PyWren is a system we built to enable incredibly scalable execution of existing Python functions on the cloud using AWS Lambda (and other “serverless” frameworks). When we say scale, we mean it – you can nearly-instantly run your code on literally thousands of cores with minimal overhead, all billed in 100ms-increments.
PyWren began as a series of exploratory blog posts looking at the compute scaling and IO scaling of Amazon’s cloud services, and blossomed into a joint project between the Berkeley Center for Computational Imaging and the UC Berkely RISE Lab PyWren is a collaborative effort with graduate students Qifan Pu, Shivaram Venkataraman, Vaishaal Shankar.

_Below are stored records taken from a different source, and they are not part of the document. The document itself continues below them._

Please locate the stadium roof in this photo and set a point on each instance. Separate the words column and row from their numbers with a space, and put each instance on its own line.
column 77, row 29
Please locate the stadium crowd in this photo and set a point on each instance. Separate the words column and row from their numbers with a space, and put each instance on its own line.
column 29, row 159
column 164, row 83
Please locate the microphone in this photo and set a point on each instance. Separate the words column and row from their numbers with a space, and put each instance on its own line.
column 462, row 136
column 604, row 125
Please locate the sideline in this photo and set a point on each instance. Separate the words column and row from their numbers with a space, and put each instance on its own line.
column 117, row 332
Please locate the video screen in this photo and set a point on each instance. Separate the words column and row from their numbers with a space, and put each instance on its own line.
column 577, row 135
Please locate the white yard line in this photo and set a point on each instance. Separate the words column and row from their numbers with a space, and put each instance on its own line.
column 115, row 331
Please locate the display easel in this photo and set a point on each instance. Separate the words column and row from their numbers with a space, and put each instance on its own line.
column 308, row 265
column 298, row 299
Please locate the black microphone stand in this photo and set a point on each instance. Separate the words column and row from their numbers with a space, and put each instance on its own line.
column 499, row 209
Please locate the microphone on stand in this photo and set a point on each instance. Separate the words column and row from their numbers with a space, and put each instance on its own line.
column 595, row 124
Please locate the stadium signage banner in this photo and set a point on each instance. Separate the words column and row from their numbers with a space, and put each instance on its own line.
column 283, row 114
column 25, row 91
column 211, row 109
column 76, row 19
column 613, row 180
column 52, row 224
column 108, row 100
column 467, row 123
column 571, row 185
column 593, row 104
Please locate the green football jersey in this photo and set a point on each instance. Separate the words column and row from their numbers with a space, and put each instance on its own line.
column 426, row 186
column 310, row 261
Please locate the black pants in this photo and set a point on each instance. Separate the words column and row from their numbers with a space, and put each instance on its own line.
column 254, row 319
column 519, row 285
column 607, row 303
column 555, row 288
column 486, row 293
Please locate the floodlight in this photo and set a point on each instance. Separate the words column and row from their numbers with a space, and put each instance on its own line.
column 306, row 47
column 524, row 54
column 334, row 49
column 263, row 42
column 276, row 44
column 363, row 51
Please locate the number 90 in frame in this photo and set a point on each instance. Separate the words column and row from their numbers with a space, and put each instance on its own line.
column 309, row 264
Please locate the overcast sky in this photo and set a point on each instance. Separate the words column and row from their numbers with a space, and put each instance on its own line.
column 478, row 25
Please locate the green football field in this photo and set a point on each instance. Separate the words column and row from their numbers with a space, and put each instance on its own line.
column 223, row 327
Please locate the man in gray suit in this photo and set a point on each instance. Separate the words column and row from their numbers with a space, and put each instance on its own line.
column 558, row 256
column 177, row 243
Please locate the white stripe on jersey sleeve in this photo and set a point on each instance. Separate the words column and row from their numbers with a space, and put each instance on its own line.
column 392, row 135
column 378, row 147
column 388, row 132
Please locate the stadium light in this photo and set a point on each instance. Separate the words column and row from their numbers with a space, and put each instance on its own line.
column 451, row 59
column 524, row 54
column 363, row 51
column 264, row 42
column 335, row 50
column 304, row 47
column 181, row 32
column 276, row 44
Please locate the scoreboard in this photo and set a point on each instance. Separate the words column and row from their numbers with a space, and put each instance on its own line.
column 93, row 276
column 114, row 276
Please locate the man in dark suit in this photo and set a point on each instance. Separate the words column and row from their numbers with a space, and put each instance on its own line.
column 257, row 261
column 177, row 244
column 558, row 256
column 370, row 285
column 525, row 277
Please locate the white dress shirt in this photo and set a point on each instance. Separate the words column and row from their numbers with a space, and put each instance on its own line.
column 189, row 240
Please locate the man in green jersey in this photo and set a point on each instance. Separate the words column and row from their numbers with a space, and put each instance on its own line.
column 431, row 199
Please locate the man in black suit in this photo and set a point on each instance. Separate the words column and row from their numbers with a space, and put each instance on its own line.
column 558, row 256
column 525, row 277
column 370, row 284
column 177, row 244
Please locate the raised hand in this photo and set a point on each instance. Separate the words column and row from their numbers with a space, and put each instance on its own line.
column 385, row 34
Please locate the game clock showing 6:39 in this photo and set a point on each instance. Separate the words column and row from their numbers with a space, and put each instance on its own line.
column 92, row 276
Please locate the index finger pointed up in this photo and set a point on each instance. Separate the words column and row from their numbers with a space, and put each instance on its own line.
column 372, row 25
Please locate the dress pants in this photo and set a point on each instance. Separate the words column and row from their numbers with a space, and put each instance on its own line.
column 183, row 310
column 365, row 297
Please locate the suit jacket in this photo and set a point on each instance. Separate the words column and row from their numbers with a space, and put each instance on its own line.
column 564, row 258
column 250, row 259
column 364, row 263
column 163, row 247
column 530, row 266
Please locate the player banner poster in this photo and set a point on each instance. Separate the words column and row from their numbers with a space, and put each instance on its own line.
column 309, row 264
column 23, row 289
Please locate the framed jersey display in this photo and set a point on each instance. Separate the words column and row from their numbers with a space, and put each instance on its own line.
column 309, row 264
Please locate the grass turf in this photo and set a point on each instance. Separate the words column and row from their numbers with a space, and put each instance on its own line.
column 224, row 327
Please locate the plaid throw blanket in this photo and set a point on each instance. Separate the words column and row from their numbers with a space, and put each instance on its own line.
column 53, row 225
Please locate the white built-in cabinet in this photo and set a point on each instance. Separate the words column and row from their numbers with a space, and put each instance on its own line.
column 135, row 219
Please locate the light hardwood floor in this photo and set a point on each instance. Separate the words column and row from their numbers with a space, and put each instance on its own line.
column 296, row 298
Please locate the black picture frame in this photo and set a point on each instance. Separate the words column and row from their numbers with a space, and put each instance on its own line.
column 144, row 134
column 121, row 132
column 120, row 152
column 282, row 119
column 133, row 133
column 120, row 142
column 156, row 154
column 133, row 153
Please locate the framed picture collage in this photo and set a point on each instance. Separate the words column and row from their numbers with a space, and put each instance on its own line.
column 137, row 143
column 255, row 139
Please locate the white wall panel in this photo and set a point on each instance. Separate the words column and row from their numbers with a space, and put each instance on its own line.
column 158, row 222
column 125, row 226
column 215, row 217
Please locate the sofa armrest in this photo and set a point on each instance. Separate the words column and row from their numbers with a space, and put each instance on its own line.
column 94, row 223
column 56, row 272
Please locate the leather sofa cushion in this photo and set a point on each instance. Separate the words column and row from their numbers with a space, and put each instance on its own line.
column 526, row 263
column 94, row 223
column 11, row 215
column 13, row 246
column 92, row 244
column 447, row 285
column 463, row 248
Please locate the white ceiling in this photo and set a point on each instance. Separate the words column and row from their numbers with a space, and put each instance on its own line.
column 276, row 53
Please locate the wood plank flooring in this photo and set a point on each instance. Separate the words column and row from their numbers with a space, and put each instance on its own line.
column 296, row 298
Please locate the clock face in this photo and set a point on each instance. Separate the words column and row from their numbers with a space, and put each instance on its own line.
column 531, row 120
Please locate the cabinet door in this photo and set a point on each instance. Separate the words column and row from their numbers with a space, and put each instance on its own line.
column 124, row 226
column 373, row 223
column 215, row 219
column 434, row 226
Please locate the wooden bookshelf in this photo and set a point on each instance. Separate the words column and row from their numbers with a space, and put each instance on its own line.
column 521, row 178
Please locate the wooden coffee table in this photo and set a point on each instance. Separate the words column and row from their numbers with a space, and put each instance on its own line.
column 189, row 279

Much of cloud computing infrastructure remains hard to use, in spite of decades of both academic research and commercialization. Fortunately, recent technologies developed for web services and internet startups can be repurposed to enable a much lower-friction scalable cloud experience. Our goal is making the power, elasticity, and dynamism of commercial cloud services like Amazon’s EC2 accessible to busy applied physicists, electrical engineers, and data scientists, as well as a compelling new capability over Matlab, hopefully encouraging migration. We built PyWren, a transparent distributed execution engine on top of AWS Lambda, which simplifies many scale-out use cases for data science and computational imaging. We’ll talk about recent work pushing this infrastructure in unexpected directions, including large-scale linear algebra, sorting, and the viability of other cloud providers.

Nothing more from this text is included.